Rainmaking Performance Standards – Part 3 of 3
In two previous posts, we described the importance of developing appropriate performance standards to succeed at rain making and provided examples of the kinds needed by professionals.
Again, performance standards are measures by which you can determine:
• The degree to which you are succeeding or failing,
• The degree to which you are on track to succeeding or failing,
• How your performance compares to others, and
• Where you should devote your attention to improving your performance, either by doing more or less of an activity or by doing something additional or different.
There are many consequences for insufficient appreciation of rainmaking performance standards. Here we will describe two of them.
The Build It and They Will Come Fallacy
This fallacy occurs when professionals rely on one event or series of events to produce the leads that they need.
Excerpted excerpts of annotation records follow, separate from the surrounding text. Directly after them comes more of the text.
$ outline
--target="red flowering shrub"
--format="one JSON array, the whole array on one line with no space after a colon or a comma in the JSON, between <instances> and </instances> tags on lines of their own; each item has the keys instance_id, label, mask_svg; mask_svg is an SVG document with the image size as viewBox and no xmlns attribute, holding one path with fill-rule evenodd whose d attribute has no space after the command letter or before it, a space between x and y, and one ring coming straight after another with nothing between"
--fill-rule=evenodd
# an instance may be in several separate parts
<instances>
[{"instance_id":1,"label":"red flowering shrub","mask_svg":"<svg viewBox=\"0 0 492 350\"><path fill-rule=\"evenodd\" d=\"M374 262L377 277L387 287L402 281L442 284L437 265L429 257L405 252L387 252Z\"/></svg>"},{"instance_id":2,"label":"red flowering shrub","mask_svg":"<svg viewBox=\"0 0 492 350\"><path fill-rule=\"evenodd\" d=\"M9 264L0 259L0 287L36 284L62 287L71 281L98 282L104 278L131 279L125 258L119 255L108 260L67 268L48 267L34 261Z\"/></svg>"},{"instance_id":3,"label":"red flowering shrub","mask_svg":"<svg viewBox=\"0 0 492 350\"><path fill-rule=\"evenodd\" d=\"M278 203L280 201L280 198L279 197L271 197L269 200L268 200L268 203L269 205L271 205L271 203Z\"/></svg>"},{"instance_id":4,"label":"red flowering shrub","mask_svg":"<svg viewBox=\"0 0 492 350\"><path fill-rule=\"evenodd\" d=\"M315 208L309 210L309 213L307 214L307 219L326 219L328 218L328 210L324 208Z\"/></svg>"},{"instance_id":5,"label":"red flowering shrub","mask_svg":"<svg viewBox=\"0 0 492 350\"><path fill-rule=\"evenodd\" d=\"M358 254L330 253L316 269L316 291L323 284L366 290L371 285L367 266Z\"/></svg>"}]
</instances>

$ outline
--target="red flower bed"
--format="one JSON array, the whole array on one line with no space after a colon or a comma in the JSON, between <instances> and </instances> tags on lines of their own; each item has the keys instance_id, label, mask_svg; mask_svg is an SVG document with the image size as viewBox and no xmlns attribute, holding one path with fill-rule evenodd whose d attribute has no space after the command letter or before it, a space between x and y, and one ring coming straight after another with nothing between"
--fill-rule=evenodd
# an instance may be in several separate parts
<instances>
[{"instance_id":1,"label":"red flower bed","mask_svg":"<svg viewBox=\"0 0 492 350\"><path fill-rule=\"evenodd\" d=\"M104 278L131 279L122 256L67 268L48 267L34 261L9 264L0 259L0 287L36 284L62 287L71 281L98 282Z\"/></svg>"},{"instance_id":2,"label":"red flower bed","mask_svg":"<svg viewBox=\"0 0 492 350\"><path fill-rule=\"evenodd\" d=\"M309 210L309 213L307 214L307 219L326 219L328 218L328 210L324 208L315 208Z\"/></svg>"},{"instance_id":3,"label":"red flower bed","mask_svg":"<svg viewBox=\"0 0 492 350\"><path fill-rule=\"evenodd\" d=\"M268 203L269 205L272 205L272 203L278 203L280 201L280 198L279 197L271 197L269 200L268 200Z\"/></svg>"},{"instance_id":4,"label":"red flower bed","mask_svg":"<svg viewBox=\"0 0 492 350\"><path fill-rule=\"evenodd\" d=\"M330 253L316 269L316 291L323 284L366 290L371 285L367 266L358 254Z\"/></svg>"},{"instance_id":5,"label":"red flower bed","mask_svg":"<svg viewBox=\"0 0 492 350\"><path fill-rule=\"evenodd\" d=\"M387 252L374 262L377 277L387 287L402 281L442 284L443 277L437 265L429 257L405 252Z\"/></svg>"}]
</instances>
This can be giving a speech or series of speeches, writing an article, having an exploratory meeting with a potential client’s senior executive or in many other ways. Having had the event, the professional stops further effort and waits for the phone to ring.
Those making this mistake have poorly develop persistence standards (a subset of performance standard), They don’t realize that how low the probability of getting much work from a single event is. They need to understand that follow-up over weeks, months, and years, will probably be necessary to turn up business from the effort. Performance measures in this area might include numbers of relevant new people met through this process and the number followed up with over time.
Both of the authors can cite a few examples of leads obtained through one simple event, but many more from events that were only a part of a longer effort.
Get Them While They’re Hot Fallacy
This fallacy occurs when, after completing a marketing effort, professionals, focus exclusively on hot prospects that are generated, e.g. those who make positive statements of interest in hiring their firm, and ignore all others who showed milder interest. We have seen this often when professionals run an educational seminar for prospective clients. Those attendees who show immediate, keen interest in the relevant service get lots of attention, as they should. But that doesn’t mean everyone else should be ignored. There is often huge, if longer-to-develop, potential in others who attended and were favorably impressed by the workshop, but have no immediate need. A firm which tracks the steps taken to follow up with interested as well as hot prospects after running a seminar, will have more success at developing rainmakers.
Performance standards are a major, if underappreciated, tool for developing rain makers.